Le dixième album des écossais, qu’on pensait relégués au fond des bacs oldies but goodies de Rob Gordon, permet d’étaler sur la table une question qu’on n’a jamais cessé de se poser, entre deux vagues de haute fidélité : « Etes-vous déjà tombé amoureux d’une chanson ? ». Oui ? Au point de l’épouser ? Au point de fermer les yeux sur ses coins mal rabotés, ses rides apparentes et son manche écaillé ? J’en vois qui doute ; okay, on rembobine.
Have you ever been in love with a song ? Teenage Fanclub : une carrière débutée en 1989 à Glasgow, une signature chez Alan McGee (Creation Records) l’adoubement des grassouillets nostalgiques en chemises de bucheron et un zénith en 1991 (Bandwagonesque)… Faut dire qu’on n’aurait pas parié trois Durex sur la vieille édentée, encore moins voulu passer les doigts dans la crinière filasse de ses mélodies d’un autre siècle.
Très justement, Sometimes I don’t need to believe in anything ouvre l’album avec l’entrain de ceux qui ont arrêté de se raconter des histoires depuis très longtemps.
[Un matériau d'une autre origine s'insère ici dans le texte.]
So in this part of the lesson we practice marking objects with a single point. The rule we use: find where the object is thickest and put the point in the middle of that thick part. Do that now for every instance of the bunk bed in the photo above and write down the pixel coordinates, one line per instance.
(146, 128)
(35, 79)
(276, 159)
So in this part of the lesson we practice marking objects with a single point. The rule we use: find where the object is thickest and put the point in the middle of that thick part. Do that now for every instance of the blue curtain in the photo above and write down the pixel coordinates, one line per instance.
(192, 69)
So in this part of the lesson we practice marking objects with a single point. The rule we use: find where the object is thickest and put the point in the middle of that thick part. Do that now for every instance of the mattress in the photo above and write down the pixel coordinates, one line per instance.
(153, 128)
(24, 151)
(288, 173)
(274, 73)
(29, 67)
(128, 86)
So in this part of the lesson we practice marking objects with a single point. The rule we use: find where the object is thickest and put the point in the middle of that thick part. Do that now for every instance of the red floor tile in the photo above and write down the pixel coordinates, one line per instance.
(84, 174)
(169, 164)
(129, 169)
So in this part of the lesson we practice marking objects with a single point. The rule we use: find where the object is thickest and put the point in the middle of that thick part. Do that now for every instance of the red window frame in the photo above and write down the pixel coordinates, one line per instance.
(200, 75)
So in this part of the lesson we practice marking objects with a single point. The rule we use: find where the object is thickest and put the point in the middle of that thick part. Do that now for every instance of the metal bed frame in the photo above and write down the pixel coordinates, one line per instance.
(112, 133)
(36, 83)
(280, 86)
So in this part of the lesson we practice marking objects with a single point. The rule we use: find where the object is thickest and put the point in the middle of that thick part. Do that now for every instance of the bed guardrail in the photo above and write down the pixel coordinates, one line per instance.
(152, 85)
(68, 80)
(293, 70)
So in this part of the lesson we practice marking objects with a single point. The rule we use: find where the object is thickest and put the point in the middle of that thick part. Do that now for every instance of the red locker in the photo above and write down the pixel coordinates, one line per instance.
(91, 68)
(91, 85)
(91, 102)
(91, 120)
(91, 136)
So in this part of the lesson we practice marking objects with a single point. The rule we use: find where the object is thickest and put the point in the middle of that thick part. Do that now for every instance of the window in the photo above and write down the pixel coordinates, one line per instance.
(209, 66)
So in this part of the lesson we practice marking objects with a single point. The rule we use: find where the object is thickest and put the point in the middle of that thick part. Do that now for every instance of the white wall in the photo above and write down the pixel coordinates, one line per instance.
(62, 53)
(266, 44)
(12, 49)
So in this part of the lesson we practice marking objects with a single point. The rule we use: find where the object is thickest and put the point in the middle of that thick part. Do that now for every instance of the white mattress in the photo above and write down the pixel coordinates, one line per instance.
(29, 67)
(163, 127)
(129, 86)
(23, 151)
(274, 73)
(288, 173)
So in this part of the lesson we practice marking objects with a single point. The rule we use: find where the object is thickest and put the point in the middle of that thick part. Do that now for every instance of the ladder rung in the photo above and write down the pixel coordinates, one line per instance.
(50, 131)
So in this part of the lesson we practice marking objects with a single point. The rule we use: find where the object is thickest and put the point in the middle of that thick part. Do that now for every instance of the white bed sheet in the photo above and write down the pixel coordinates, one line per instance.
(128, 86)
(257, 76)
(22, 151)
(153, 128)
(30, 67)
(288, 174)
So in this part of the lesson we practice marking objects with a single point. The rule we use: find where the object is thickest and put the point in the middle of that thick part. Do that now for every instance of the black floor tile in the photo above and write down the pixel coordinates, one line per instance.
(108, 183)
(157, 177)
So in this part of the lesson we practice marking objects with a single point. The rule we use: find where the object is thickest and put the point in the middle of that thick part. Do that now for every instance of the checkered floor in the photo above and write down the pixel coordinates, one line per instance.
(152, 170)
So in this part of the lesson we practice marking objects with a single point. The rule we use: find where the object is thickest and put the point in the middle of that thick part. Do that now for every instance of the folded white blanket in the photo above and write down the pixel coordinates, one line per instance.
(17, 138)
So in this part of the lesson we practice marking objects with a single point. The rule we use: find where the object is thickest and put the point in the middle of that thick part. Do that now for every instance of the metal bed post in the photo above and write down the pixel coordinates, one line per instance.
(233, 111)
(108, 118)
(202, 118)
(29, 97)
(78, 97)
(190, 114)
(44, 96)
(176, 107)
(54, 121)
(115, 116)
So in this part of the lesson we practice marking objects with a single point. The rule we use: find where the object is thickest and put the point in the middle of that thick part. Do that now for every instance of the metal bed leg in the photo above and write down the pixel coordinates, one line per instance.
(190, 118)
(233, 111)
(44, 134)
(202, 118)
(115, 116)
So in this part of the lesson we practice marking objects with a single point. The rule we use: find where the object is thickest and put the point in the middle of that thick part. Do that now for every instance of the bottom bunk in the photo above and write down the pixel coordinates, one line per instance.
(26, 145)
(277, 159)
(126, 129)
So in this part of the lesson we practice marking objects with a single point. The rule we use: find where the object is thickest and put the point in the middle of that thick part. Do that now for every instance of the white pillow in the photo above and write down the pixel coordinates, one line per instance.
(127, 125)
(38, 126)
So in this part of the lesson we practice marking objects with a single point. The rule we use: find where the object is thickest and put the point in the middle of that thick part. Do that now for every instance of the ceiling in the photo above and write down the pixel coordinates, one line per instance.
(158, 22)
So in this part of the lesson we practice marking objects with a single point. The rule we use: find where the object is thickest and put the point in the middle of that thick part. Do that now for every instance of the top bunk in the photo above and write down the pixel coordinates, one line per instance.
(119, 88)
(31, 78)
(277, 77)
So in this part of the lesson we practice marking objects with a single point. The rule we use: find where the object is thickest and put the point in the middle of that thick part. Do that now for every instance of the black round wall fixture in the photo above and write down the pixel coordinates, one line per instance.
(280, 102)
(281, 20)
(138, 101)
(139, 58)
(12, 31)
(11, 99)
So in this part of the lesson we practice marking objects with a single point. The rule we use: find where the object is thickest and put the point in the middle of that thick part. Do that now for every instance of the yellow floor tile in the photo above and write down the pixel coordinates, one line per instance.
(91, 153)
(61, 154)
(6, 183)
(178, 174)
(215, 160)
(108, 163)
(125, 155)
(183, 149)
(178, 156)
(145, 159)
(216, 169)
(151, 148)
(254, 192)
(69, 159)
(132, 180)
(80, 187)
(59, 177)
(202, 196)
Deux accords de guitare claire, des chœurs BrianWilsonien et la fanfare pop qui annonce le printemps ; pas de quoi pavoiser, pas de quoi se retourner, aucun lifting surprise à l’horizon, même sur Baby Lee et sa naïveté cliché d’insouciance sixties qui parle des visages tant aimés mais oubliés. Ooh Ooh Ohh, pourquoi es-tu parti, maintenant je rentre seul le soir et je pleure devant mes surgelés. Après dix minutes de flirt à tenter de comprendre ce qui se cache sous le T-shirt, c’est presque sûr ; ici comme ailleurs il faudra sûrement se finir seul.
Quand soudain, la vieille décide de faire du rentre-dedans.
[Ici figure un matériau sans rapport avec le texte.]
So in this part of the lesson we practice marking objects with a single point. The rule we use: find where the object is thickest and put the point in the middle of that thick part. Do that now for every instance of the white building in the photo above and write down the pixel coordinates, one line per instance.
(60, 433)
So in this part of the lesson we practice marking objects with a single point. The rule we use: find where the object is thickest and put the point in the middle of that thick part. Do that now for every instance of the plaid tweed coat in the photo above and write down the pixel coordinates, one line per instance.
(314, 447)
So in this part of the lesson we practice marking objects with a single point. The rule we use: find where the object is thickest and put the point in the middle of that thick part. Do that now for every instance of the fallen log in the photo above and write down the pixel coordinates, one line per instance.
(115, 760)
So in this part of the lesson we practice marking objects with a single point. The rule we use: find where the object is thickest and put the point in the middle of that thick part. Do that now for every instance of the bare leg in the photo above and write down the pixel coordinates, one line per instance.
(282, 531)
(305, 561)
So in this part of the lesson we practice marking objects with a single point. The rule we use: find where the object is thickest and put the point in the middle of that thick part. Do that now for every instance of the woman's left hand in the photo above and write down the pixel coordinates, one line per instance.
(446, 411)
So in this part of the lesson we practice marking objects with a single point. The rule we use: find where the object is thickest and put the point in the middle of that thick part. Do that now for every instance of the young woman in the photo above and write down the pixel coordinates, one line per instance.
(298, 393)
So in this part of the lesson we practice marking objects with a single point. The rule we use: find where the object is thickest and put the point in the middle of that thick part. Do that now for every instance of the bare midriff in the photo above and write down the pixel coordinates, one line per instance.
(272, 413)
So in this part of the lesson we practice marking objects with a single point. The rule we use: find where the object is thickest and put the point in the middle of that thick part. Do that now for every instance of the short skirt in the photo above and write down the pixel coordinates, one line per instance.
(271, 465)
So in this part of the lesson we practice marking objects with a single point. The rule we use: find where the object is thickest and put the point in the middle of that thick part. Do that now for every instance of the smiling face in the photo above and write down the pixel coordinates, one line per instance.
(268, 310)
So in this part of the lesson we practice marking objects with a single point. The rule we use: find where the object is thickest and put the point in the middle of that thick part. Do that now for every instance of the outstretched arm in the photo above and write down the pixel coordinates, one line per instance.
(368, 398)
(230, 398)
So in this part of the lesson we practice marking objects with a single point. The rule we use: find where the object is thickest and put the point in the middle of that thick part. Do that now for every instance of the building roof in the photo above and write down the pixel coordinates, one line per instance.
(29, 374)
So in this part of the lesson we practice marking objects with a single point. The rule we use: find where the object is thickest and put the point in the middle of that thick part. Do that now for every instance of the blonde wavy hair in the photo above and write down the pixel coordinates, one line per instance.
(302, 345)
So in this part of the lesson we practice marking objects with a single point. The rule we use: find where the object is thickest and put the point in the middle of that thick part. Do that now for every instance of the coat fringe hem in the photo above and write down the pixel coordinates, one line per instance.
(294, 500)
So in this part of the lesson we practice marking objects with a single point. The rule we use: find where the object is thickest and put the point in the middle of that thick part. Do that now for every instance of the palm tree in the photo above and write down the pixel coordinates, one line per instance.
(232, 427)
On entend les cordes se fendre sur la batterie qui monte, l’orgue au second plan qui borde le sentier, la voix de Norman Blake vive comme la première fois, comme si les années 2000 n’étaient jamais venues, que la terre entière était resté coincée dans une bulle twee-pop et que Shiny Happy People s’égrenait encore comme un chapelet pop pour tous les croyants. The Fall, troisième piste, débute à peine qu’on sait qu’on ne pourra aller plus loin ; le refrain monte comme un battement de cœur, Teenage Fanclub chante au grand complet, chorale d’église aux allures de building construite en marshmallow rose espoir, popsong parfaite pour toutes les situations, mélancolie pour porter la joie dans l’enterrement ou le spleen dans les métros. Soudain, l’envie de se coller la face contre le disque est plus forte que les doutes, les hésitations, tout ce qu’on aurait du retenir des années 2000 (le cynisme, la distance, le retour du rock, à la limite), on se berce contre le solo de Raymond McGinley quand bien même ce ne sont que trois notes distendues. Fin, début, fin, début, fin, début, impossible d’écouter autre chose, on sent l’amour des premiers jours avec du flashback sur les nineties de REM et le règne de la paire Michael Stipe/Mike Mills. Ce plaisir coupable d’être à juste titre Out of time, petit garçon perdu dans une chambre à posters éphémères, à se tripoter les oreilles sur The Fall, photo sans visage d’un songwriting qui n’existe plus.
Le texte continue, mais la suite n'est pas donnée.